Por outro lado, se você está sempre fazendo algo porque não sabe o que vai acontecer a seguir, está constantemente com medo de perder alguma coisa, ou porque há coisas que você não pode ter, há um sentimento negativo (mesmo que mantenha o engajamento), classificado como “Black Hat”..

Diagrama, FormaDescrição gerada automaticamente
Distinção do framework Octalysis entre White Hat e Black Hat.


O problema com os jogos mobile em que os usuários precisam entrar diariamente (seja para resgatar determinados pontos que ficam disponíveis a cada 24h, recolher uma plantação no caso de jogos que simulam uma fazenda etc), é que eles descobriram como executar muitas técnicas de jogo Black Hat, que aumentam a receita dos usuários, mas não fazem os usuários se sentirem bem.

Assim, quando o usuário finalmente perceber que  consegue sair do sistema, ele o fará porque não sente que tem controle sobre si mesmo, assim como o vício de jogos de cassino, por exemplo.

Entretanto, tenha em mente que se algo é Black Hat não necessariamente é ruim – estes são apenas motivadores – e podem ser usados ​​para resultados produtivos e saudáveis ​​ou para resultados maliciosos e manipuladores. Muitas pessoas se submetem voluntariamente à Black Hat Gamification para ir à academia com mais frequência, comer de forma saudável ou evitar apertar o botão de soneca todas as manhãs.
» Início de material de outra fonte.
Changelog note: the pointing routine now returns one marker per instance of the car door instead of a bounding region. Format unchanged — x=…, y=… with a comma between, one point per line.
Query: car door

Abaixo, temos uma visão aplicada do framework a uma plataforma. Nesse caso, trouxe aqui o jogo mobile Candy Crush, mas vale destacar que ele pode ser aplicado a qualquer plataforma de forma geral. É possível avaliar a estratégia de gamificação aplicada e estudar possíveis formas de aprimoramento (seja do ponto de vista do usuário final ou da companhia). 

Texto preto sobre fundo brancoDescrição gerada automaticamente
Aplicação do framework Octalysis para o game mobile candy crush, onde cada vetor corresponde a um dos core drives de forma detalhada.

Inclusive, existe um site disponibilizado de forma gratuita pelo próprio Yu-kai Chou para que qualquer um possa experimentar a aplicação do framework em seu aplicativo ou site.

O grande objetivo por trás da gamificação, segundo palavras do próprio autor, é o de “criar um mundo onde não há mais divisão entre o que temos que fazer e o que devemos fazer”, ou seja, revisar a forma como os profissionais aplicam seu trabalho de modo a torná-los mais atraentes e engajados para melhorar a qualidade de vida.

Como aplicar gamificação na estratégia de produtos?

Conforme ressaltado acima, a mera inclusão de pontuação, tabela de pontos, badges e outros elementos não necessariamente fará com que os usuários de determinada plataforma passem a se engajar com a mesma.

A ênfase nos core drivers ressaltados acima e como abordá-los de forma planejada ajudam a compor uma estratégia pautada pela gamificação adequada, dando ênfase à experiência do usuário.

Depois de efetivamente traçada, a melhor forma de testá-la é por meio de testes A/B efetivos, sempre levando em consideração os indicadores e feedbacks da parcela de usuários da plataforma que passarão a ter acesso a essa experiência diversificada.

Claro, vale reforçar: cada ação de uma experiência gamificada precisa de sentido e motivo para estar ali. A criação de um loop de comportamento por parte do consumidor precisa ter sentido para que ressoe com o usuário que a utilizar.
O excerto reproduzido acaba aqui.